So zumindest hatte es der Ordnungsdezernent des Kreises Viersen, Thomas Heil, im März mit Verweis auf das Gutachten vor der Presse erläutert. Im Willicher Stadtrat erklärte er jetzt etwas anderes: „Wir haben nicht vor, die Wache zu schließen.“ Die Kreisverwaltung mache sich Gedanken darüber, wie man das neue Gebäude, das nach Abstimmung mit dem Kreis Viersen und den Krankenkassen errichtet worden war, weiter nutzen könne. In der Überlegung sei es, dort ein Mehrzweckfahrzeug unterzubringen, das als Kranken- und als Rettungstransportwagen dienen könne.
Dies konnte die aufgebrachte Willicher Seite nicht beruhigen. Bernd-Dieter Röhrscheid (SPD) beklagte das „miserable Kreis-Management“. Detlef Nicola (Für Willich) bezweifelte, dass die Schließung nicht schon längst beschlossene Sache sei. Und Hagen Becker (Bündnis 90/Die Grünen) sprach in einem sehr langen, emotionalen Beitrag sogar von dem ersten Toten, für den sich dann der Gutachter strafrechtlich zu verantworten habe.

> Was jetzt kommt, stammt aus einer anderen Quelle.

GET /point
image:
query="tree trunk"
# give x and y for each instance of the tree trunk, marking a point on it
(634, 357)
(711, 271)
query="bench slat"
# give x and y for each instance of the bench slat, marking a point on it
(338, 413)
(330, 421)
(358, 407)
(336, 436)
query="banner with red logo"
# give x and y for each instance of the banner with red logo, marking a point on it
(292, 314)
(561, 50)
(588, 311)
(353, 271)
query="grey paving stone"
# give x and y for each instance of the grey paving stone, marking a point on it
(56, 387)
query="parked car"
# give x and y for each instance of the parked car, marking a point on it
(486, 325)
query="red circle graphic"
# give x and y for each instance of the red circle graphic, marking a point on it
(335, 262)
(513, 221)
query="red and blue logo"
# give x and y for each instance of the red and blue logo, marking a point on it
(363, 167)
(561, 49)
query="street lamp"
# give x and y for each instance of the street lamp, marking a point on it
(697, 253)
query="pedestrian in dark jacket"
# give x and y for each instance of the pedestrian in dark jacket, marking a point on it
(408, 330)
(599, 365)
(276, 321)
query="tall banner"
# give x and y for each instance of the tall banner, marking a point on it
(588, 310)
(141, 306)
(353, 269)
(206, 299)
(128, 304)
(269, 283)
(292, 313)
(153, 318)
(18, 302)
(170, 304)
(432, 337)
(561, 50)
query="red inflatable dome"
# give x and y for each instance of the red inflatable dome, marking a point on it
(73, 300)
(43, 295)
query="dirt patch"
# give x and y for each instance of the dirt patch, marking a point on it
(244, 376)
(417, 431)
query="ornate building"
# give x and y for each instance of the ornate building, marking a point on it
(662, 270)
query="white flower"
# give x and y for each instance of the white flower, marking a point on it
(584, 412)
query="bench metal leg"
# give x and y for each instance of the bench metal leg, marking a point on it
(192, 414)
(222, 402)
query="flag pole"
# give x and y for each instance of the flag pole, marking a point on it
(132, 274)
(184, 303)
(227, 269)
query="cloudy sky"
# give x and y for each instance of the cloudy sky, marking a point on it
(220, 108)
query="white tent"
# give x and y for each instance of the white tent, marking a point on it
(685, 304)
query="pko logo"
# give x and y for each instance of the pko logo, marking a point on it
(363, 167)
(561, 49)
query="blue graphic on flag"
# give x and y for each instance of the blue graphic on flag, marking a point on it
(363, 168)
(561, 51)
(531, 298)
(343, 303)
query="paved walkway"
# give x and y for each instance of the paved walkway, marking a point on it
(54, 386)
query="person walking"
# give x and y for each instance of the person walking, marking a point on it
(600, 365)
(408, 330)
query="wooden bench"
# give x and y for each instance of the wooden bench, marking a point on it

„Wir möchten für unsere Bürger die beste Versorgung sicherstellen“, betonte Franz Auling (CDU) — sollte der Vorschlag des Kreises aber umgesetzt werden, passiert das Gegenteil: Innerhalb von vier Minuten ist der Rettungswagen bisher in Anrath am Einsatzort, kommt er aus Richtung Vorst, dürfen es nach den gesetzlichen Vorgaben bis zu zwölf Minuten sein.